La rue Jeanne-d’Arc sera piétonne. Les transports Astuce seront gratuits. Les parkings relais deviendront presque l’entrée naturelle de la fête. Du jeudi 14 au samedi 16 mai, Rouen ne va pas seulement enfiler quelques costumes médiévaux: elle va faire passer un grand week-end populaire dans son centre ancien.
La jauge donne la mesure. Les Fêtes Jeanne d’Arc avaient attiré 220 000 visiteurs en 2025, selon la Ville. Même répartie sur trois jours, même comptée en passages, cette fréquentation dépasse largement la population de Rouen. Ce n’est donc pas une simple animation patrimoniale. C’est un événement qui change les usages de la ville: où l’on marche, comment l’on vient, où l’on mange, où les familles s’arrêtent, quels commerces profitent du flux et quelles rues restent praticables.

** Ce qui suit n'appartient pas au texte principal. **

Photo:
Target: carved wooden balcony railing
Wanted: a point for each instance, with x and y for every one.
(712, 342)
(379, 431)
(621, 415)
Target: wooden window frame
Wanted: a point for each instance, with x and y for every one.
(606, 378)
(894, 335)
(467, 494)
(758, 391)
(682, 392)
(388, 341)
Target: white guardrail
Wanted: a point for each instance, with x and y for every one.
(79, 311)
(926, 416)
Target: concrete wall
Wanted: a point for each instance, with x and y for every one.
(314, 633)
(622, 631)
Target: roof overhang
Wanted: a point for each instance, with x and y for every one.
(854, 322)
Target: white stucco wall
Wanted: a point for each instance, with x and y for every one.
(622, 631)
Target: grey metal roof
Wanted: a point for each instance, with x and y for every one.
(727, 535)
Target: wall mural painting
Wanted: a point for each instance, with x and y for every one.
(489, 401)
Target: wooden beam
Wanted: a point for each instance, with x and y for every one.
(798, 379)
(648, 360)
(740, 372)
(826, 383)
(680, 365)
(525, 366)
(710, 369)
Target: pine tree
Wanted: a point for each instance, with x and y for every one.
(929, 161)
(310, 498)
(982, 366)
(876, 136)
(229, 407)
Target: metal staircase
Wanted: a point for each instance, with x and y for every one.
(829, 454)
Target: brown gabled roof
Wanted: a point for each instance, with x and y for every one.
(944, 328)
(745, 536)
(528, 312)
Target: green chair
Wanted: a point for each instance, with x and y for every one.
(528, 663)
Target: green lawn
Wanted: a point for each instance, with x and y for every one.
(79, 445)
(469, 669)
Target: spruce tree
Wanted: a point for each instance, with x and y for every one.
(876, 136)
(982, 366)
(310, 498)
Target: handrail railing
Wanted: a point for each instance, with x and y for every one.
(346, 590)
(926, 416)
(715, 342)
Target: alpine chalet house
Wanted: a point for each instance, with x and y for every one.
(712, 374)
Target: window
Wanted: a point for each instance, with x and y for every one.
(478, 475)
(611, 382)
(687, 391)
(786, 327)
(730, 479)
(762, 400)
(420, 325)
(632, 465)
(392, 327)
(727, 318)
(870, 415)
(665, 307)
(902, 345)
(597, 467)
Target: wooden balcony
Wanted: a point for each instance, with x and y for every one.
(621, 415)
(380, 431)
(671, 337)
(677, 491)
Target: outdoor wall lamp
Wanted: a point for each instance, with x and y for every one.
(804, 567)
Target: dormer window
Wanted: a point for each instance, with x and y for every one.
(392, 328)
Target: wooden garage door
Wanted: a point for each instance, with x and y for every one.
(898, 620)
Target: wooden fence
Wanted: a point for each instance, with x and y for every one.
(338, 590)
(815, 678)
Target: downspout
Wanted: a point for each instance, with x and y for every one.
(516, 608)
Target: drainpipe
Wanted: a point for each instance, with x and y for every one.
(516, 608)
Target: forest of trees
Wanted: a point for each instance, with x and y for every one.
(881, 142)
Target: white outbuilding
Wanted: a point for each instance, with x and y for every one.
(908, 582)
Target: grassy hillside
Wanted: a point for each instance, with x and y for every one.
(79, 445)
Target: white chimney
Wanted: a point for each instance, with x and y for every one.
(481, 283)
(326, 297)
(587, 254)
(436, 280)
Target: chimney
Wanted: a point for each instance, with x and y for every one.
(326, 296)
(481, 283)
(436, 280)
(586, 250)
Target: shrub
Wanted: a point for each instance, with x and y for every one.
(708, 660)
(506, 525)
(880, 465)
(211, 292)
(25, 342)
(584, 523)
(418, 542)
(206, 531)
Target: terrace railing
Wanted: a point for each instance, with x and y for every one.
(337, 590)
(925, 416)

Le programme 2026 coche les grands repères attendus: marchés médiévaux sur l’esplanade Marcel-Duchamp, place de la Cathédrale et rue Jeanne-d’Arc, campements, ateliers d’artisanat, spectacles, concerts, bals, animations pour enfants et grand défilé entre la rive gauche et le square Verdrel. Le samedi gardera aussi la part plus solennelle du rendez-vous, avec la cérémonie au Vieux-Marché, le cortège vers la cathédrale puis le jet de fleurs dans la Seine au pont Boieldieu.
Rouen joue ici avec une matière particulière. Jeanne d’Arc n’est pas seulement un personnage historique accroché au nom d’une fête. Dans la ville, elle est un parcours, une place, une mémoire, une attraction touristique et un récit que chacun reconnaît, même vaguement. L’événement tient parce qu’il ne mélange pas tout à fait ces registres: un hommage officiel, des rues commerçantes, des familles en balade, des visiteurs venus chercher du Moyen Âge vivant plutôt qu’une leçon.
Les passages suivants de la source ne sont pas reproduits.